El inspector le aseguró que no tenía ni la más remota idea.

—El almirante Penistone era amigo de sir Wilfrid Denny, ¿no? —preguntó sin perder tiempo.

—¡Ese sí que es un perfecto caballero! ¡Siempre tiene una palabra amable y una broma para todo el mundo! Es una vergüenza que ande tan mal de dinero el pobre señor. ¡Ah sí! Él y el almirante se conocían. Dicen que ésa fue la razón de que el almirante se viniera a instalar aquí. Pero yo no puedo asegurar nada. Hay quienes dicen que a sir Wilfrid no le hizo mucha gracia que el almirante se afincase aquí. Pero la gente dice cualquier cosa, ¿no le parece? A mí, por mi parte, no me gusta murmurar. Los chismes hacen demasiado daño. Si se deja quieta la lengua no se puede errar mucho: ése es mi lema. Pero lo que es una perversidad es haberse llevado el bote del vicario para complicar en el crimen al pobre caballero. ¡Cómo si no hubiera tenido bastantes quebraderos de cabeza en su vida!

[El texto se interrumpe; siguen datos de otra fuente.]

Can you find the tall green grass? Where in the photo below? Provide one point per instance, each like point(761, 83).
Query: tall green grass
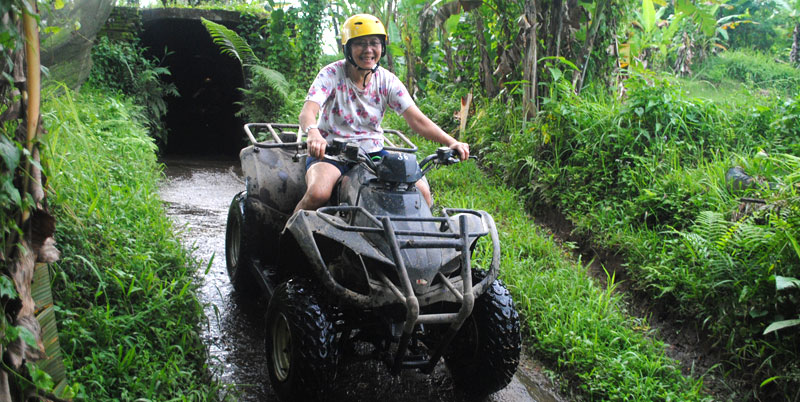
point(124, 287)
point(641, 176)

—Los ha tenido muy graves, ¿no?

—Pues sí, aunque hace ya mucho tiempo. Los chicos tenían cuatro y seis años. ¿Cómo pudo ella hacer eso? No lo dude, una mujer que abandona a su marido y a sus hijos debe de valer muy poca cosa, sobre todo cuando el marido es un buen cristiano, como el vicario. (Podría nombrarle a unos cuantos que merecen que se les abandone.) Lo que no consigo entender es que dejase a sus hijitos. Y era una señora muy bondadosa, según dicen. Yo no la vi nunca personalmente, el hecho ocurrió antes que míster Mount llegase aquí y he olvidado con quién se escapó, pero siempre oí decir que se trataba de un buen mozo. Esos buenos mozos tienen suerte con las mujeres, para qué vamos a negarlo. Me pregunto qué habrá sido de ella. ¡Ah sí! La vida es un embrollo muy triste. ¡Pues no me he salido nuevamente del tema! Estábamos hablando de míster Holland, que por cierto también es un buen mozo. Y sin embargo dicen que miss Fitzgerald no parece juzgarlo así, a pesar de estar comprometida para casarse.

—De modo que eso dicen...

Mistress Davis agitó significativamente la cabeza.

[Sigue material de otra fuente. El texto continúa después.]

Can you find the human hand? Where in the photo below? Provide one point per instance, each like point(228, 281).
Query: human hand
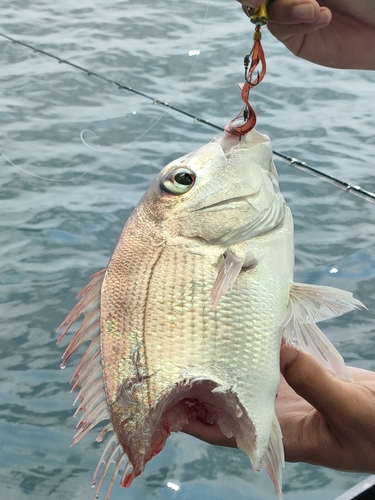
point(325, 420)
point(334, 33)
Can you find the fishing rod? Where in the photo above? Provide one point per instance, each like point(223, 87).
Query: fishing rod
point(293, 162)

—Por lo demás, tampoco sé para qué quería el almirante ver a míster Holland —prosiguió—, pero se me ocurrió que acaso la joven deseara romper su compromiso y encargó a su tío esa desagradable misión. Aunque no veo por qué el asunto no podía esperar hasta la mañana siguiente. Me atrevo a decir que esto es lo que debió pensar el almirante, y que ése fue el motivo de que cambiara de opinión y dijera que tenía que alcanzar un tren.

El inspector Rudge hizo un esfuerzo heroico para interpretar esta enigmática declaración.